Does adding column to a DataFrame involve copying data?

Question

My question is about performance only, not semantics.

Does adding a new column to a df cause the data in the existing DataFrame to be physically copied to a new memory location (to ensure that the DataFrame occupies contiguous memory, for example)?

# using pandas 0.18.1, python 3.5
import pandas as pd
df = pd.DataFrame({'a': range(100)})
b = pd.Series(range(100))
df['b'] = b # is this operation expensive?
# equivalently df.loc[:, 'b'] = b

I know (from experimentation, couldn't find it in the documentation) that df['b'] = b will semantically create a copy of b, which obviously requires copying of underlying data. But I have no idea if the data in the other columns can stay where it was, or need to be moved sometimes.

Edit:

I know that adding a large number of columns is expensive. I'm only asking about adding a single column.

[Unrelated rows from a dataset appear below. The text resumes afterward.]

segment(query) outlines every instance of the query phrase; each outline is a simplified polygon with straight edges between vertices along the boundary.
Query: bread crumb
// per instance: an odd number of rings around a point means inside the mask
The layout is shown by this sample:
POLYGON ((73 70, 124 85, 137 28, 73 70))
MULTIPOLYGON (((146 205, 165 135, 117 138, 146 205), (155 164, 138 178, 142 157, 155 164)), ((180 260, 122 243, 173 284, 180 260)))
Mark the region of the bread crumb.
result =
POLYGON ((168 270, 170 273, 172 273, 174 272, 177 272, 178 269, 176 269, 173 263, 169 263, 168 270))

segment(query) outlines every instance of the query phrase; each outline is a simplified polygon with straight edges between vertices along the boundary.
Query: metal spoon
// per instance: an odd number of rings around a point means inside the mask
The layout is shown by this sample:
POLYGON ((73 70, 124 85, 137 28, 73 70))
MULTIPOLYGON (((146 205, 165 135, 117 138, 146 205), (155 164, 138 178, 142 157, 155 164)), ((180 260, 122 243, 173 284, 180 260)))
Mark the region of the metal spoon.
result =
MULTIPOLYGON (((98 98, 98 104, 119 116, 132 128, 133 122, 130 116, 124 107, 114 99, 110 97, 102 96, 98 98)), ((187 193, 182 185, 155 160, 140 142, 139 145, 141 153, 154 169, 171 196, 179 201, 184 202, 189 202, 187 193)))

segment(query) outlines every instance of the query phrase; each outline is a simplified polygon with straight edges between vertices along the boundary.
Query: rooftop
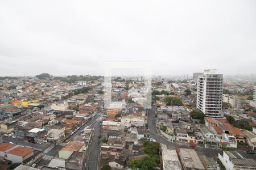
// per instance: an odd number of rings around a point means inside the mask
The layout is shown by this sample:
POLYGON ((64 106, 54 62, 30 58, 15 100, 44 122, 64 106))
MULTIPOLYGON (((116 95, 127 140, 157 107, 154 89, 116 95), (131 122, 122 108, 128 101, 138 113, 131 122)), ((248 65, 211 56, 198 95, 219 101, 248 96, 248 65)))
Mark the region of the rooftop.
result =
POLYGON ((9 154, 24 157, 33 152, 33 150, 24 147, 19 146, 8 152, 9 154))
POLYGON ((15 147, 16 145, 11 144, 7 143, 0 143, 0 151, 5 152, 9 149, 15 147))

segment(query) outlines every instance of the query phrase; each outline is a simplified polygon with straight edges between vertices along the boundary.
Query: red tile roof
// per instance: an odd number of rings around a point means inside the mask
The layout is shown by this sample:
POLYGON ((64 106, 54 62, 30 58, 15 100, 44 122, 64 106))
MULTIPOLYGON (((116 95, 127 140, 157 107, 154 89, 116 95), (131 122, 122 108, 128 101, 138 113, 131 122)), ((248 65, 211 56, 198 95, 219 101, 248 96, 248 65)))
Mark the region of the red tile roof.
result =
POLYGON ((222 122, 222 123, 228 123, 229 121, 226 119, 226 118, 215 118, 215 120, 216 121, 218 121, 220 122, 222 122))
POLYGON ((79 110, 79 114, 89 114, 90 111, 87 110, 79 110))
POLYGON ((75 152, 79 151, 82 146, 84 146, 84 143, 79 141, 71 141, 65 146, 64 146, 60 151, 70 151, 70 152, 75 152))
POLYGON ((234 127, 228 123, 224 123, 223 124, 228 127, 233 134, 244 136, 242 132, 242 130, 241 130, 239 128, 234 127))
POLYGON ((216 131, 218 134, 222 134, 223 133, 223 130, 220 128, 220 126, 213 126, 214 130, 216 131))
POLYGON ((33 152, 33 150, 24 147, 19 146, 10 151, 8 154, 24 157, 33 152))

I also know that adding a row requires copying of the data in some cases (or always? -- not sure) for an obvious reason that the items in a single column have to be in contiguous memory.

Answer 1

I think from my experiments that loc is slowier and align new Series with different index the slowiest:

But I have no idea if the data in the other columns can stay where it was, or need to be moved sometimes.

I think data are not moved, new columns are added to the end (maybe some exception can be here, but I dont know about it).

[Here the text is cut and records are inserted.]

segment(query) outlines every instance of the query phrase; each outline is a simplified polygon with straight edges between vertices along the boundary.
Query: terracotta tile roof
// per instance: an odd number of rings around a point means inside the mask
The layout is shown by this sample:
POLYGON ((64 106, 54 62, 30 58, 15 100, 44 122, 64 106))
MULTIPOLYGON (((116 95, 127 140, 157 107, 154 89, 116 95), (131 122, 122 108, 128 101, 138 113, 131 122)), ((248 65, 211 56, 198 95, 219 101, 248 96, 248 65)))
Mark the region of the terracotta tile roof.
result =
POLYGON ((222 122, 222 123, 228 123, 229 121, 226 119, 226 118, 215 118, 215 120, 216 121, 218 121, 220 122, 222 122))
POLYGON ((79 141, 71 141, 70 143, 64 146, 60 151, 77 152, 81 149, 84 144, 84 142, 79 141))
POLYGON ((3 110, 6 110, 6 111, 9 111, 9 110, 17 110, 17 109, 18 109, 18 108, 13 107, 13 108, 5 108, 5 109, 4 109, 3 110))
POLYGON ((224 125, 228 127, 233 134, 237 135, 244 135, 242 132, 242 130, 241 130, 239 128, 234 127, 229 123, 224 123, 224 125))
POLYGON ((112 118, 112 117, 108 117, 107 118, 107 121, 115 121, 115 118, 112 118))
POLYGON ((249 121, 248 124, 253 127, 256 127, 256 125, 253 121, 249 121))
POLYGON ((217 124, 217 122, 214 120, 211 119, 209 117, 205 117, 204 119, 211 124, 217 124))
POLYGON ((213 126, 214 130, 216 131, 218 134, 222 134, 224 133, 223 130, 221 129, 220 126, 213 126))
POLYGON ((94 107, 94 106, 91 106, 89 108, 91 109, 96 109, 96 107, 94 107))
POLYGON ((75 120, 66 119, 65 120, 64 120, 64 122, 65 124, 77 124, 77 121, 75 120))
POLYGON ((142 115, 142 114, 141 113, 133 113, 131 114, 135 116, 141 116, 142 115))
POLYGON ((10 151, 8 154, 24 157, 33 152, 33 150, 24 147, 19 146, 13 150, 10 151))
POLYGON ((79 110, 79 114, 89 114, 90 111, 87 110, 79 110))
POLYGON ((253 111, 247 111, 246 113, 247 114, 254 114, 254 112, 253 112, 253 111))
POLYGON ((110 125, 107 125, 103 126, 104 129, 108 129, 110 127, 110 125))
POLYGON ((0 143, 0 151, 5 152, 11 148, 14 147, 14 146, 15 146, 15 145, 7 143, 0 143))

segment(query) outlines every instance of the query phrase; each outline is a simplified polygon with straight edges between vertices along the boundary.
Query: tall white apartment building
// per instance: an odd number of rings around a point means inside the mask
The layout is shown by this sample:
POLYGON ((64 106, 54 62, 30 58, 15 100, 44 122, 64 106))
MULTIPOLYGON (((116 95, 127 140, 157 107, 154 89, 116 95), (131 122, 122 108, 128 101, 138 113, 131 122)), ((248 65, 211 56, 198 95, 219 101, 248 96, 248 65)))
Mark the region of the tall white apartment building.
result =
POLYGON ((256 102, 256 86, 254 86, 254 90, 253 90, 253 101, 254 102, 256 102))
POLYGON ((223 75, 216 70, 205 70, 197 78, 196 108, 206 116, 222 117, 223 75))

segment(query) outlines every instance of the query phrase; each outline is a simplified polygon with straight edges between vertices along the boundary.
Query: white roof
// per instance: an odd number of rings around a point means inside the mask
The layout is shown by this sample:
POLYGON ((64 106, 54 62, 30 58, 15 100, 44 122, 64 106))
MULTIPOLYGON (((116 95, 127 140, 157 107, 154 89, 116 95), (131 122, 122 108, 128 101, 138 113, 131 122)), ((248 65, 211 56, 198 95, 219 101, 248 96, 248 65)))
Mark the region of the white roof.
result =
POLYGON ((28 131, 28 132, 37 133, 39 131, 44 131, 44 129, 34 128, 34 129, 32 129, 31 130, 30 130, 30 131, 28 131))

# using pandas 0.18.1, python 3.5
import pandas as pd
#len(df) = 10m
df = pd.DataFrame({'a': range(10000000)})
b = pd.Series(range(10000000))
c = pd.Series(range(10000000), index=df.index)
df['b'] = b
df.loc[:, 'c'] = b
df['d'] = c
df.loc[:, 'e'] = c
print (df)

In [36]: %timeit df['b'] = b
10 loops, best of 3: 23.5 ms per loop

In [37]: %timeit df.loc[:, 'c'] = b
The slowest run took 5.76 times longer than the fastest. This could mean that an intermediate result is being cached.
1 loop, best of 3: 40 ms per loop

In [38]: %timeit df['d'] = c
10 loops, best of 3: 22.3 ms per loop

In [39]: %timeit df.loc[:, 'e'] = c
10 loops, best of 3: 39.5 ms per loop

But if change index:

# using pandas 0.18.1, python 3.5
import pandas as pd
df = pd.DataFrame({'a': range(10000000)})
df.index = df.index + 15 
b = pd.Series(range(10000000))
c = pd.Series(range(10000000), index=df.index)
df['b'] = b
df.loc[:, 'c'] = b
df['d'] = c
df.loc[:, 'e'] = c
print (df)

In [41]: %timeit df['b'] = b
1 loop, best of 3: 656 ms per loop

In [42]: %timeit df.loc[:, 'c'] = b
1 loop, best of 3: 735 ms per loop

In [43]: %timeit df['d'] = c
10 loops, best of 3: 22.4 ms per loop

In [44]: %timeit df.loc[:, 'e'] = c
10 loops, best of 3: 56.6 ms per loop

If add new row, it is fast, I think it depends of length of Series:

In [68]: %timeit df.loc[10000015, :] = pd.Series([1,2,3,2,4], index=df.columns)
1000 loops, best of 3: 274 µs per loop

But if add many rows, it is expensive and I think this can be avoided.